Tuesday, January 22, 2013

Father jailed four years for beating son to death

A Lagos High Court, Ikeja on Monday sentenced Mr. Obot Friday to four years imprisonment for beating his 11-year-old son, Michael, to death in September 2009.
Thirty-seven-year-old Friday was said to have beaten his son with a kitchen spatula (commonly called garri turner) at their residence Ikeja for refusing to sleep at home the previous day.
The deceased who was hit on the head was rushed to the Lagos State University Teaching Hospital, Ikeja, where he later died.
Justice Olabisi Akinlade in her judgment on Monday convicted Friday of manslaughter and ordered that the four-year jail term slammed on him would begin counting from October 9, 2009, which was when he had been on remand.
Akinlade said Friday’s confessional statement admitting hitting Michael with the spatula on his head which was the reason for which he was rushed to the hospital, was sufficient for the court to rely on to convict the accused.
 “There is no evidence stronger than a person’s admission,” the judge said.
The court also relied on the post-mortem report, which according to the judge, was tendered without objection.
“In the totality of the case, the prosecution successfully proved the case of manslaughter against the defendant. There is no justification for the defendant’s action,” Akinlade held.

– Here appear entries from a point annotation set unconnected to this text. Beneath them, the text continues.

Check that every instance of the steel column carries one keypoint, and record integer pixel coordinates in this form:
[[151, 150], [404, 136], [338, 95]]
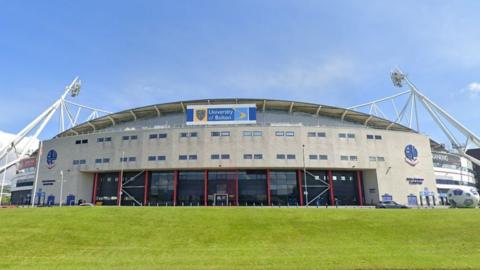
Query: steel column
[[175, 184], [300, 188], [145, 192], [359, 186], [119, 189], [205, 181], [269, 199], [94, 192], [330, 182]]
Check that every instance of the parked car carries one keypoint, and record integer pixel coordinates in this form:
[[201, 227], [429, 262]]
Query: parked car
[[390, 204]]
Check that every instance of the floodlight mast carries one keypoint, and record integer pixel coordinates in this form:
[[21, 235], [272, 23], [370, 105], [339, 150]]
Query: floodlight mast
[[38, 124]]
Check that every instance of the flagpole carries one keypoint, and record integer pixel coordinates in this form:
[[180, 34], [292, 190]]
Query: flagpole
[[34, 190]]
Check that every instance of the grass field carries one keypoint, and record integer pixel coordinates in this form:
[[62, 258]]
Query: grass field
[[238, 238]]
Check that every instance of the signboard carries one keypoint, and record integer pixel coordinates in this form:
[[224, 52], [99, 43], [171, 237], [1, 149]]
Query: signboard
[[221, 114], [27, 163], [51, 158], [411, 155]]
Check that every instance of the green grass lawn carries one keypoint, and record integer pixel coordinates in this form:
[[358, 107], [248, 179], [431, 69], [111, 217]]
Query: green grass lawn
[[238, 238]]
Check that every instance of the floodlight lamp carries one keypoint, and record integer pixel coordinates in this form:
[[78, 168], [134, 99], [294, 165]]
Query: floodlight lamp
[[397, 77], [76, 88]]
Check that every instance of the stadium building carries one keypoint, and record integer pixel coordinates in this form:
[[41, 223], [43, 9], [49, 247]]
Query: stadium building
[[237, 152]]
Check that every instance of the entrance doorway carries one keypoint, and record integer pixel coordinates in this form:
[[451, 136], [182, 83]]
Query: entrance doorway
[[220, 199]]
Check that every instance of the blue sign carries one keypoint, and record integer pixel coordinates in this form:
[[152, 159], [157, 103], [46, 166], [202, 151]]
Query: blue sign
[[51, 158], [411, 155], [221, 114]]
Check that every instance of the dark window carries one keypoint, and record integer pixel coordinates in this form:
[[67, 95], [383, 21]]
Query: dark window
[[283, 188]]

She said the prosecution, led by Mrs. Mariam Olaniyi, had successfully proved that it was the action of the convict that led to the death of the deceased, as “there is no evidence before me that the deceased was suffering from any ailment before the incident.”
Akinlade rejected the call by the defence asking the court not to rely on the post-mortem report tendered against the convict because the pathologist who carried out the test was not invited to testify in court.

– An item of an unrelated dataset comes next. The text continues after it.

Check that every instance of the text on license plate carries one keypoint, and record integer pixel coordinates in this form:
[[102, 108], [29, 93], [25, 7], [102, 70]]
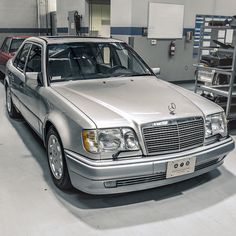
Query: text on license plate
[[180, 167]]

She described such contradictions as “not cogent and material” to the substance of the case.
She also dismissed the argument that there were contradictions which the case of the prosecution failed to resolve as to what was actually used by the accused to beat the deceased.
She said, “There is no doubt that Michael Friday died. It is also not in doubt that his father hit him with an object. It is not in doubt that the defendant used an object to beat the deceased.
 “It is also not in doubt that he fainted after he was hit by his father. There is no evidence before the court that the he (Friday) was suffering from any ailment before the incident.”
Friday’s wife and mother of the deceased, Mercy, a witness of the incident, who had refused to testify during trial, had on June 15, 2011 interrupted the proceedings, pleading with the court to stop the trial of her husband.
Mercy had said if her husband, who had claimed to be working with a Lagos-based catering outfit,  was convicted, it would be difficult for her to cope with the aftermath.
The convict was said to have beaten the deceased at his residence, 61, Awolowo Way, Ikeja, Lagos.
According to the prosecution, the offence of manslaughter for which Friday was convicted contravenes Section 325 of the Criminal Code Law Cap C. Vol.2, Laws of Lagos State 2003.
In his statement before the court, Friday had claimed that he was angered by the deceased’s attitude when being questioned on why he left home without permission.
He stated further that the reaction of the deceased was a further corroboration of a prophecy that the boy was a witch and that he had in the past “confessed to being involved in witchcraft.”